The mean evolutionary divergence of 0.0131 between the two clusters was 6 times more than the divergence within each cluster. Figure 2 Neighbour-joining (NJ) phylogenetic tree showing taxa-specific separation of M. guilliermondii from M. caribbica. The tree was constructed based on the evolutionary distance calculated using Kimura-2 parameter from the nucleotide sequence of ITS1-5.8S-ITS2. The percentage of replicate trees in which the associated taxa clustered together in the bootstrap test (1000 replicates) is shown next

to the branches for values >40%. The bar represents 1% sequence divergence. GenBank accession numbers are mentioned within the parentheses. S. cerevisiae AZD1152 research buy was the outgroup in the analysis. T = Type strain.

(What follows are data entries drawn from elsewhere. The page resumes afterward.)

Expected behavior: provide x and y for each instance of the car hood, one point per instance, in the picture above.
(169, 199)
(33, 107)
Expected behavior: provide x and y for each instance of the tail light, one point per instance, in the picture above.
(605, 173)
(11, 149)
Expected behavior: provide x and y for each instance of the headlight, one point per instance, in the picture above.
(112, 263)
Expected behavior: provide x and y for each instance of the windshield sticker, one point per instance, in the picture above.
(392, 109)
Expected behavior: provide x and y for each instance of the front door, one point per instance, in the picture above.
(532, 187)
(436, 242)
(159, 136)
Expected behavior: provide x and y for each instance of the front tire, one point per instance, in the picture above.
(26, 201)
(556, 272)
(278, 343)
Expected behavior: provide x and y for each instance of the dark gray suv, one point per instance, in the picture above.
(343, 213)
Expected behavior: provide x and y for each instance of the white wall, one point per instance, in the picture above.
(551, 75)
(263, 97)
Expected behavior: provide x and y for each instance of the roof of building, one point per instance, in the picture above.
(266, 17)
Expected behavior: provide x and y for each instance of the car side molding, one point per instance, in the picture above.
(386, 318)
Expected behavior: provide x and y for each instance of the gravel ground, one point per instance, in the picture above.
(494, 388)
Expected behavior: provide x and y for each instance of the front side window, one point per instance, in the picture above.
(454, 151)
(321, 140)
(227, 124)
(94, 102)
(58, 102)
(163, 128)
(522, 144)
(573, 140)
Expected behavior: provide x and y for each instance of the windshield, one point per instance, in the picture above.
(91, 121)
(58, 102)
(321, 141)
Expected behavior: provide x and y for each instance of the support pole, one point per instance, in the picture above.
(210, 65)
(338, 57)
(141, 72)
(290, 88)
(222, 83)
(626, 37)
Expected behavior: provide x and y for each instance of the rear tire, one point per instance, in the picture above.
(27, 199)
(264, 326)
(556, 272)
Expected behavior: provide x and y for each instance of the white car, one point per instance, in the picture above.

The mtDNA-RFLP using HaeIII and HinfI distinctly segregated the yeast isolates into M. guilliermondii and M. caribbica. mtDNA-RFLP profile-based dendrogram formed two clusters (Figure 3) similar to the ITS-RFLP groups. Between the two enzymes used, HinfI showed higher polymorphism than HaeIII. Electrophoretic karyotyping also distinctly discriminated the above two species (Figure 4). The species-specific mtDNA-RFLP pattern suggested that the isolates of each group belonged to only one strain (Figure 3). Whereas electrophoretic karyotyping brought out strain level diversity Compound C solubility dmso in

both the groups which confirmed that multiple strains of M. guilliermondii and M. caribbica were involved in the indigenous bamboo shoot fermentation (Figure 4 and Additional file 2: Figure S4). Figure 3 mtDNA-RFLP based dendrogram next showing distinct clustering of M. guilliermondii and M. caribbica . The dendrogram was constructed using UPGMA algorithm on Jaccard similarity coefficients generated from HaeIII and HinfI restriction digestion profile of mtDNA of some of the representative isolates. Value at each branch node indicates the branch quality with 1000 bootstrap replications. The scale represents the similarity. Figure 4 PFGE karyotype patterns of isolates belonging to M. guilliermondii and M. caribbica genotype groups. Lane 1: C. guilliermondii ATCC 6260; Lane 2 − 3:

M. guilliermondii isolates A1S10Y1 and Kw2S11Y2; Lane 4 − 11: M. caribbica isolates A1S10Y2a, A1S10Y3, A1S10Y5, Kw3S2Y1, Kw2S3Y1, Kw3S3Y3, Kw3S3Y4 and Kw1S7Y2; Lane M: S. cerevisiae PFGE marker (Sigma-Aldrich). Right arrow indicates the co-migrating chromosomal doublets showing strain level diversity. Discussion In recent times, the frequency of emerging infectious diseases caused by the opportunistic yeast species of NAC and non-Candida groups has increased in immunosuppressed patients [12, 44]. This is linked with the indiscriminate use of broad-spectrum antifungal drugs and global climate change [45–47]. Most of these closely related yeast species are often misidentified by the conventional phenotypic, biochemical and antibiotic susceptibility methods.